O Globo
Na última semana, vimos mais uma rodada
desta espécie de dança entre a Justiça e militares ligados ao presidente. De um
lado, há o movimento por parte desses militares para semear desconfiança no
sistema eleitoral, ao que tudo indica, preparando a alegação de fraude caso
Bolsonaro perca as eleições por margem reduzida. De outro, há o movimento da
Justiça para dirimir quaisquer dúvidas sobre as urnas e envolver os militares
na preparação das eleições.
O TSE criou em setembro de 2021 uma
Comissão de Transparência nas Eleições (CTE) para fazer a fiscalização e
auditoria do processo eleitoral. Nessa comissão, além de representantes de ONGs
e universidades, uma vaga foi reservada aos militares. Segundo o jornal Valor
Econômico, o TSE convidou um almirante para a vaga, mas o Ministério da Defesa
ficou incomodado com o convite e terminou indicando o general Heber Portella,
alinhado com o Planalto.
Na comissão, o general Portella tem feito críticas detalhadas e incisivas às urnas.
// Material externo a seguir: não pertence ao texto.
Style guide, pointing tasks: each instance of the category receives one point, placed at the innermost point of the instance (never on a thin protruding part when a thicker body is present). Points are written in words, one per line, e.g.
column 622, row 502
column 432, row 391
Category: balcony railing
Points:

Algumas foram vazadas nas redes bolsonaristas, no espírito de mostrar o caráter “vigilante” das Forças Armadas. Isso levou o TSE a publicar respostas a elas (um relatório de mais de 700 páginas!). Depois, o general preparou uma réplica minuciosa — que permanece em sigilo —, e o TSE respondeu numa tréplica publicada pela imprensa.
É a esse jogo duro do representante da
Defesa na comissão que o ministro Luís Roberto Barroso aludiu num debate
acadêmico na Alemanha no último domingo, ao dizer que as Forças Armadas têm
sido orientadas a atacar e a desacreditar o processo eleitoral. A Defesa
respondeu à declaração em nota oficial, dizendo que a insinuação do ministro
era “ofensa grave” e que os militares “apresentaram propostas colaborativas,
plausíveis e exequíveis no âmbito da Comissão de Transparência das Eleições”.
Na quarta-feira, Bolsonaro disse num evento
que uma solução para a falta de confiança no sistema eleitoral seria uma
apuração paralela das eleições pelas Forças Armadas: “Quando encerra eleições e
os dados chegam pela internet, tem um cabo que alimenta a ‘sala secreta do TSE’
(...), onde meia dúzia de técnicos diz ‘quem ganhou foi esse’. Uma sugestão é
que, nesse mesmo duto, seja feita uma ramificação, um pouco à direita, porque
temos um computador também das Forças Armadas para contar os votos”. Um dia
depois, em sua live semanal, o presidente disse que o TSE deveria atender às
sugestões das Forças Armadas “para o bem de todos”.
Não existe uma sala secreta que recebe os
dados das urnas e declara o vencedor. A proposta de uma apuração em paralelo
pelos militares deveria acender um alerta. Assim como também deveria acender um
alerta a proposta da Defesa na comissão do TSE de que se tomem “medidas que
permitam a validação e a contagem de cada voto, mesmo que as mídias ou urnas
sejam descartadas” —proposta que cheira demais à tese derrotada do voto
impresso.
Essa situação toda começou com o esforço de
Bolsonaro por cooptar militares para o governo e, ao mesmo tempo, promover a
descrença no sistema eleitoral. A campanha de Bolsonaro pôs bastante energia em
desacreditar as urnas ainda nas eleições de 2018, mesmo quase tendo vencido no
primeiro turno (Bolsonaro teve 46% dos votos). Na Universidade de São Paulo,
fizemos um levantamento das postagens bolsonaristas no Facebook nos 40 dias de
campanha do primeiro turno e identificamos 1,5 milhão de compartilhamentos de
postagens atacando as urnas.
Não é segredo que a estratégia é a mesma de
Donald Trump, que, também tendo vencido Hillary Clinton em 2016, alegou fraude.
Depois, em 2020, saiu da Casa Branca vociferando que as eleições haviam sido
roubadas. Trump incentivou a invasão do Congresso americano no dia da validação
do resultado e, soube-se depois, estudou mandar o Exército para apreender urnas
nos estados. Até hoje, um terço do eleitorado americano acredita que as
eleições de 2020 foram fraudadas. A tese conspiratória tem até nome: “A grande
mentira”.
Toda essa movimentação do TSE é para
impedir que o Brasil viva sua própria versão da grande mentira. A estratégia é
segurar os militares, esclarecendo dúvidas e os incorporando à própria dinâmica
do processo eleitoral, para que não possam se somar aos gritos de fraude que
vierem do lado de fora. A própria necessidade de segurar os militares para
impedir que sejam mobilizados pelas alegações fantasiosas do presidente mostra
quanto nossa democracia já está fragilizada.